The company's enforcement strategy includes private investigators, video surveillance and a toll-free hot line provided for farmers and business owners to anonymously report violations to what farmers call the "seed police."
A Monsanto spokeswoman noted that farmers who use patented seeds such as its Roundup Ready soybean -- so named because it resists the Monsanto herbicide Roundup -- sign written agreements pledging not to save and replant seeds.
Of the roughly 250,000 farmers who buy such products annually, the company has sued about 120 customers over the past decade, spokeswoman Janice Person said.
She compared the seed contracts to DVD rental agreements that require customers to not copy movies for commercial use.
"It's an equitable playing field for all farmers to follow the same rules," she said.
Sometimes though, the company's zealous enforcement efforts ensnare innocent bystanders.
Gary Rinehart, a northern Missouri convenience store owner, said he was accosted in 2002 by a Monsanto private investigator who warned him not to fight the company. Only Rinehart doesn't own a farmer or sell seeds.
"It was a case of mistaken identity," he said.
Monsanto sued Rinehart in federal court before dropping its case. According to a statement on the company's Web site, a Monsanto investigator "saw unmarked, brown bagged seed delivered to a couple of fields" nearby. The actual offender was Rinehart's nephew, whom the company says planted saved seeds on Rinehart's land.
"There's nobody else in the world that can get away with what they've done," Rinehart said. "When you buy a loaf of bread, it's yours. You're done. It should be the same way with seeds."
Rinehart's sentiment underscores years of simmering resentment among farmers who say Monsanto's grip on the seed market has produced unreasonable demands regarding the use of its seeds.
Saving seeds for reuse in later planting seasons is how it was done since the earliest days of agriculture. But the U.S. Supreme Court in 1980 deemed seeds as products that could be patented, opening the door for Monsanto and other companies.

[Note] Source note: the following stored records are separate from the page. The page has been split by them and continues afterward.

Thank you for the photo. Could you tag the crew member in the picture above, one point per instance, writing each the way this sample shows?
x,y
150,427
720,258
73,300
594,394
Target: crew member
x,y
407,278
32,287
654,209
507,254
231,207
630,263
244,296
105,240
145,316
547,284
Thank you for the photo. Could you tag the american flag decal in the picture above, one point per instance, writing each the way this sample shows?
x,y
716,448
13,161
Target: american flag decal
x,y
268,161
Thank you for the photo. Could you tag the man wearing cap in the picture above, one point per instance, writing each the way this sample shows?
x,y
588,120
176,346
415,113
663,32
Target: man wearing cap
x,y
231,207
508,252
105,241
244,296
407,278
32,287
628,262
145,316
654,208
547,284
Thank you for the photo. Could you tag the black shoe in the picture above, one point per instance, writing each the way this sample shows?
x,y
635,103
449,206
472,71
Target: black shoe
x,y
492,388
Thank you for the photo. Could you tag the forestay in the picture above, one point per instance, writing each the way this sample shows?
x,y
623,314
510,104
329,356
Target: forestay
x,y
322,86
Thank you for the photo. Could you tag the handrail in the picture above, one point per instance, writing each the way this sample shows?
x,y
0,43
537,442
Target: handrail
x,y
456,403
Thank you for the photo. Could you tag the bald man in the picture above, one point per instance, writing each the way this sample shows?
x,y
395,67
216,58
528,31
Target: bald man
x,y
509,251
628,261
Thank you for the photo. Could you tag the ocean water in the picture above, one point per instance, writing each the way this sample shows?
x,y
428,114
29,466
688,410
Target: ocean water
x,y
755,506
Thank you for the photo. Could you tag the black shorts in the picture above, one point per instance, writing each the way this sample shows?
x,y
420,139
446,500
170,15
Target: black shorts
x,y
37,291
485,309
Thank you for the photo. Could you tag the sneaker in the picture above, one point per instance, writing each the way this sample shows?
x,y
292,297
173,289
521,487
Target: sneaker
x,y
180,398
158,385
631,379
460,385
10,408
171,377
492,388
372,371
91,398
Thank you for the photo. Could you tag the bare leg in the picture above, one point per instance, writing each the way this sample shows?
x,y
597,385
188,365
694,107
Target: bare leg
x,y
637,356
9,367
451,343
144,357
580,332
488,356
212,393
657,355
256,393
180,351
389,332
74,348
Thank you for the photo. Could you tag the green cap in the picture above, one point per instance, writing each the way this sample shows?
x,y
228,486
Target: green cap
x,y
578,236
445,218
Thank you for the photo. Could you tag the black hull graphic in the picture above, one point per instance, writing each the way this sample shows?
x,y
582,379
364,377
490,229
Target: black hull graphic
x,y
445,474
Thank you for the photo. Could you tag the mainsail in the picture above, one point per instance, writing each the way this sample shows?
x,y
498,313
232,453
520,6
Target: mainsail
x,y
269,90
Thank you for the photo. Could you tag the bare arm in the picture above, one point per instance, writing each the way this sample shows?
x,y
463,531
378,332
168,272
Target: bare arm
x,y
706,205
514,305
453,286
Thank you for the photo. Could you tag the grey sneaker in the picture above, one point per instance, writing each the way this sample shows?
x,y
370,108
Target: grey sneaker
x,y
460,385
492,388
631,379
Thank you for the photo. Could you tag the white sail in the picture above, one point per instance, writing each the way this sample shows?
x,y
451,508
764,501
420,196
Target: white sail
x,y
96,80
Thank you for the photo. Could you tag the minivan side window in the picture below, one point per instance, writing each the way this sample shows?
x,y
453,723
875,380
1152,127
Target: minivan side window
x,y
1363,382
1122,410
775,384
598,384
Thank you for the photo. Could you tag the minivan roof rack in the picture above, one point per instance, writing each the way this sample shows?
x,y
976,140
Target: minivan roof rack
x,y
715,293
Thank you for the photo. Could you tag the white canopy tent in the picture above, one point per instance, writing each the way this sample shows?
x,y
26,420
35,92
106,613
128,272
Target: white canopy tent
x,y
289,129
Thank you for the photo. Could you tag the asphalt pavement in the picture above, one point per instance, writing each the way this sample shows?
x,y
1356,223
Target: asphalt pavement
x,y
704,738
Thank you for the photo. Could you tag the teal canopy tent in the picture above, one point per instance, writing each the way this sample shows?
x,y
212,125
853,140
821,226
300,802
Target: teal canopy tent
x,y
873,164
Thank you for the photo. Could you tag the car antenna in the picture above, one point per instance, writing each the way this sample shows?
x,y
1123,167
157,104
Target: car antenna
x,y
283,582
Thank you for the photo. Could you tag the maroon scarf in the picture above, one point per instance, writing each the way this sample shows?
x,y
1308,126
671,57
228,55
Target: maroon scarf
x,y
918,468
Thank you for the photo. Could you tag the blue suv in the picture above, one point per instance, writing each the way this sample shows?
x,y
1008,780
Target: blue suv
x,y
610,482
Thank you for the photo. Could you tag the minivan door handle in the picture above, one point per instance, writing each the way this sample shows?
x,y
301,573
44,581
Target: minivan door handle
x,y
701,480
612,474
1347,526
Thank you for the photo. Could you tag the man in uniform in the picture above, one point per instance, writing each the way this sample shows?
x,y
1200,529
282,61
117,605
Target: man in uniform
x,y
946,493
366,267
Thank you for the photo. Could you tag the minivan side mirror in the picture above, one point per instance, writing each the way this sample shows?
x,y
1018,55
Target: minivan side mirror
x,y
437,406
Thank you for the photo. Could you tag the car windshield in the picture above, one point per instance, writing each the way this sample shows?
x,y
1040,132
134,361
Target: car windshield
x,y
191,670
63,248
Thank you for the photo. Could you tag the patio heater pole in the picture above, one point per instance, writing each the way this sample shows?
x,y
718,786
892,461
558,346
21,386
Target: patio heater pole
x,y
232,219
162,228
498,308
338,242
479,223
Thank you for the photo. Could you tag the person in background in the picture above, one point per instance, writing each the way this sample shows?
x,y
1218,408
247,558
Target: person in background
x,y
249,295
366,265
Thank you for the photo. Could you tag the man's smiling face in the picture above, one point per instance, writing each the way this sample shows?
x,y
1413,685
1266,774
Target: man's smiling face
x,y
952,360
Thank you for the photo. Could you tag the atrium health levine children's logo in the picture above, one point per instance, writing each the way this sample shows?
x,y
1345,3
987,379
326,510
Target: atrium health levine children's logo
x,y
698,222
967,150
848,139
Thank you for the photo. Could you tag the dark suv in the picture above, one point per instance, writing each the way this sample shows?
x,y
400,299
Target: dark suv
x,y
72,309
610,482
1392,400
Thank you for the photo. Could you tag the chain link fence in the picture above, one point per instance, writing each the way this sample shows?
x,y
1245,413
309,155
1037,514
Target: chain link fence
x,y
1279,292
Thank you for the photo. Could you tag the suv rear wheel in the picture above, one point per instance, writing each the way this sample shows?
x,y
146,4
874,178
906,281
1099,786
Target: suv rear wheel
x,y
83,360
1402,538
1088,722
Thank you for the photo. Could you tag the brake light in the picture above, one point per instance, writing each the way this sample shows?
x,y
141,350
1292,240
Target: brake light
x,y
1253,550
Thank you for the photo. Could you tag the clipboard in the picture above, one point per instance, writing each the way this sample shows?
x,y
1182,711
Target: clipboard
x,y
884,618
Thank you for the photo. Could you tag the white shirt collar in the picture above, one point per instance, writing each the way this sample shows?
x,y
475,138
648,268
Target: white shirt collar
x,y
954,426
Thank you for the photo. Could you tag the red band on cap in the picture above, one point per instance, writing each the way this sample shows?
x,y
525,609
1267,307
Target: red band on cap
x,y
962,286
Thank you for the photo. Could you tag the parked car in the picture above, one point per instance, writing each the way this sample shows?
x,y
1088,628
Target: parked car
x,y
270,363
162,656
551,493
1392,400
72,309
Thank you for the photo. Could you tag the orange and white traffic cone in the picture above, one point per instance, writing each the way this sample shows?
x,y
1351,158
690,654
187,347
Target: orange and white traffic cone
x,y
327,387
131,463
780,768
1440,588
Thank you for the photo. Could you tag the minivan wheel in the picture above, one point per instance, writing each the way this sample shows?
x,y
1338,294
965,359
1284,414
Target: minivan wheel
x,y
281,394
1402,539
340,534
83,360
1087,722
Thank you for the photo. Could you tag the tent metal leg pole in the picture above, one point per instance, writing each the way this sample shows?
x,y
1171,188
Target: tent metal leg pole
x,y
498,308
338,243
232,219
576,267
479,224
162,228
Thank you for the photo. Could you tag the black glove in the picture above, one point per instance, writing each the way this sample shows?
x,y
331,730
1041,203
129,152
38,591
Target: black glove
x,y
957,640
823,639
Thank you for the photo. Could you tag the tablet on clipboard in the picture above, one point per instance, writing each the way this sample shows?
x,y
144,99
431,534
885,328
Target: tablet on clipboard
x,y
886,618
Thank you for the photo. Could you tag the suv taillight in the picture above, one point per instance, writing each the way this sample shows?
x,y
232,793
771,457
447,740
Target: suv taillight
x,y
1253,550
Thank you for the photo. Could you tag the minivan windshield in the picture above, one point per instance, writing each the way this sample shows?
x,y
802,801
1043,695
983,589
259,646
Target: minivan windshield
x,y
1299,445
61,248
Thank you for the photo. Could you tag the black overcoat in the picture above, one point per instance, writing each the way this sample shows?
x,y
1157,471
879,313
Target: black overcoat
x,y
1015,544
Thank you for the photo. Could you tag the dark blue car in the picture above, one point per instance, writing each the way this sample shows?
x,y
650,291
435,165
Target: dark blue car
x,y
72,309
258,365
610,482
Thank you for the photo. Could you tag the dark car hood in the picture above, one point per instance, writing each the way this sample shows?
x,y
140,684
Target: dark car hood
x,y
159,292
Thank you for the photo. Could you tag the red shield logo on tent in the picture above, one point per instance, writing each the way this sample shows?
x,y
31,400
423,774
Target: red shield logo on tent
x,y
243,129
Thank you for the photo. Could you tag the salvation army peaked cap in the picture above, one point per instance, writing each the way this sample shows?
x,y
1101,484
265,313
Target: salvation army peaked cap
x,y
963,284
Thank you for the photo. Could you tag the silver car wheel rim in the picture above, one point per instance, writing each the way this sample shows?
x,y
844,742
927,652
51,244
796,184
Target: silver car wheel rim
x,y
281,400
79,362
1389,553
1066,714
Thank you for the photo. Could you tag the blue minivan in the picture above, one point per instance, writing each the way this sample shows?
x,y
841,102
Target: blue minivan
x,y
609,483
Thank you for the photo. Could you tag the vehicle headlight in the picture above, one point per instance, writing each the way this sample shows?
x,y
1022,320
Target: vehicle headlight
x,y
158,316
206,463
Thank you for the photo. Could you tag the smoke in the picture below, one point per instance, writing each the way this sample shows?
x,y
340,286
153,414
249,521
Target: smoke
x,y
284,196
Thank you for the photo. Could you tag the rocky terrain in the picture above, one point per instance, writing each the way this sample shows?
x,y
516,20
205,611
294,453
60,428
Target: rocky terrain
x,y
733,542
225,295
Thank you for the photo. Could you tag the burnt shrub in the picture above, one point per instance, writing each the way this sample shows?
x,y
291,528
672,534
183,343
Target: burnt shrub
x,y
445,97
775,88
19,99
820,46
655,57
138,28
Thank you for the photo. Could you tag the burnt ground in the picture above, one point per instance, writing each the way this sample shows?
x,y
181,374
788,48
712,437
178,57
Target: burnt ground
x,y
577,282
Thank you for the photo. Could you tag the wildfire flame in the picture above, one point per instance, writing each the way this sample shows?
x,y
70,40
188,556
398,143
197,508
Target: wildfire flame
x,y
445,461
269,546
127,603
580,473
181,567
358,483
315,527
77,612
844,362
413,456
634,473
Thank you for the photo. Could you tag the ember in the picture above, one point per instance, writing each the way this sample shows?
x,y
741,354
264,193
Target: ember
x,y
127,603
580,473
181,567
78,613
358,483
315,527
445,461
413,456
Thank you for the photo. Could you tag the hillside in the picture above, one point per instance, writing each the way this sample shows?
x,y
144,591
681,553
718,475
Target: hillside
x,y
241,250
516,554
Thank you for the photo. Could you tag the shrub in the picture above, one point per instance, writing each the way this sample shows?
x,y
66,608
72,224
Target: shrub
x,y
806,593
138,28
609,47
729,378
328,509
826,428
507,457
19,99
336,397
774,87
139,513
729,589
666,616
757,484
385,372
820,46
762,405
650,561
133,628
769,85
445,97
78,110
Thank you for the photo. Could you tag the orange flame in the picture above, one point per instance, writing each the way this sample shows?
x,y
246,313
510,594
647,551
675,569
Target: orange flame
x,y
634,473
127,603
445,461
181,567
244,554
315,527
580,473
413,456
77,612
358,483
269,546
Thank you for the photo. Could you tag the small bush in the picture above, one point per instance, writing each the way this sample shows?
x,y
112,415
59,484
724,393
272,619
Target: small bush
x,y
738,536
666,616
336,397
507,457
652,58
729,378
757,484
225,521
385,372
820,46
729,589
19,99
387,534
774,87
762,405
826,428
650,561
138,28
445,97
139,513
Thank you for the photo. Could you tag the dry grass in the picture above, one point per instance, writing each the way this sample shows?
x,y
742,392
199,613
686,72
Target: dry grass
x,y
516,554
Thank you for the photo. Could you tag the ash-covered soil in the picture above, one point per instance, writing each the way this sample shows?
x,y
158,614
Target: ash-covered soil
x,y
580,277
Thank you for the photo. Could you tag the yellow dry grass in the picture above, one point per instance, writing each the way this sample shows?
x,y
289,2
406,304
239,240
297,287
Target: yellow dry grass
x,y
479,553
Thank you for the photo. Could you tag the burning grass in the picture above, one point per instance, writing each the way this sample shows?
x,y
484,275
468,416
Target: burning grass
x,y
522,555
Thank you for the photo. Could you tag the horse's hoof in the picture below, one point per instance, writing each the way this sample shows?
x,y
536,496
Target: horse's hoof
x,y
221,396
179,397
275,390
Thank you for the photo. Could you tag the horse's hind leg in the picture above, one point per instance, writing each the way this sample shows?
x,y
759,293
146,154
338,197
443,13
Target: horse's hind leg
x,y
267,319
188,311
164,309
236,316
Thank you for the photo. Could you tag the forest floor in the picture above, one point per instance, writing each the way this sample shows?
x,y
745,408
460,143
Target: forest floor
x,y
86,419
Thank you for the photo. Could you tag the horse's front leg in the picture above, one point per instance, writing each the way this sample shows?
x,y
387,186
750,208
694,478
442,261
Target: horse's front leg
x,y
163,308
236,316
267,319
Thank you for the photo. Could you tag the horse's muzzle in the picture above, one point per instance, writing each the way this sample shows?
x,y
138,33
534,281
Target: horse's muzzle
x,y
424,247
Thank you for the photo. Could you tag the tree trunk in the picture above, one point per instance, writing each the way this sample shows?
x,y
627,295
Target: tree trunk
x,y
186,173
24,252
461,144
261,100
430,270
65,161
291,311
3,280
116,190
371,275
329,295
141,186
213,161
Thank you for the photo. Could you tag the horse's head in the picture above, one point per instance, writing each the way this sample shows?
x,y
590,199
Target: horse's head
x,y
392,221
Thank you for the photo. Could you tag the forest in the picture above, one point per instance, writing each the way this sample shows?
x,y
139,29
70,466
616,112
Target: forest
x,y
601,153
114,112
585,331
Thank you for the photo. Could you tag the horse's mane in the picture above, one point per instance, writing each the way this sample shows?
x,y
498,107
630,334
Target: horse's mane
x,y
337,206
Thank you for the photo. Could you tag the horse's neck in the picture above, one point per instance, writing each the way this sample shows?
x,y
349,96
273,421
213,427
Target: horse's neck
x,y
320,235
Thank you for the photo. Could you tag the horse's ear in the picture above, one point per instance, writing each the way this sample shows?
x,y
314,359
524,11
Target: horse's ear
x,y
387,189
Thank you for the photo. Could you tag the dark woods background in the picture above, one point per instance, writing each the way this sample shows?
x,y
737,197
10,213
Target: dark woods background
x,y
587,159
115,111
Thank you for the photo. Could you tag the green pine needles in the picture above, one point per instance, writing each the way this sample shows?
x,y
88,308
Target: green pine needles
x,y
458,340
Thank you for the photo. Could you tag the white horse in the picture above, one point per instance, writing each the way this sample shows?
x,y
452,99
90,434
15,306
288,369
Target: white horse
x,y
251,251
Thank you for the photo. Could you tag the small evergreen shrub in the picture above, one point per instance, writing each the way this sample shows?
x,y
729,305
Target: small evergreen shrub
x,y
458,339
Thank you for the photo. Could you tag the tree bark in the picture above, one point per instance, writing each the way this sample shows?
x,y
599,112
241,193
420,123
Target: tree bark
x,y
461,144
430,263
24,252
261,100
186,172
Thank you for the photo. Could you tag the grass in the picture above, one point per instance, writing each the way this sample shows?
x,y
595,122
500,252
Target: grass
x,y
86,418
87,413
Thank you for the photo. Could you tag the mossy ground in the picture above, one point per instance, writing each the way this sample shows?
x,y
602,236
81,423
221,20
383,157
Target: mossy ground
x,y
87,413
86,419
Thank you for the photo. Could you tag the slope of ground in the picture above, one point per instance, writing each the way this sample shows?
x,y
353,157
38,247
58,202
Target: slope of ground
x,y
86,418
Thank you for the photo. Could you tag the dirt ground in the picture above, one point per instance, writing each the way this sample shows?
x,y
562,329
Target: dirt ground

A 2007 study by the Center for Food Safety showed that Monsanto had collected between $107 million and $186 million in patent infringement settlements before and after trial. The largest judgment, against a North Carolina farmer, topped $3.05 million.
A Tennessee farmer was sentenced to eight months in prison after he was caught lying about a truckload of cotton seed he hid for a friend. And a Canadian canola grower was sued even after the company acknowledged that the patented seeds merely drifted onto his land or fell off trucks headed to grain elevators.
"It's unacceptable that Monsanto is going after farmers," said Bill Freese, a science policy analyst for the Washington-based watchdog. "And it's even worse when they broaden it to an entire cooperative."
Schwartz, the co-op's attorney, said in a court filing that the Pilot Grove business is being targeted for "inducing farmers to infringe (the patent) by cleaning their soybeans."
Monsanto's pursuit of patent claims against individual farmers has been upheld by the U.S. Supreme Court, which in January let stand without comment two lower court rulings that found a Mississippi farmer responsible for $375,000 in damages for reusing Roundup Ready soybean seeds.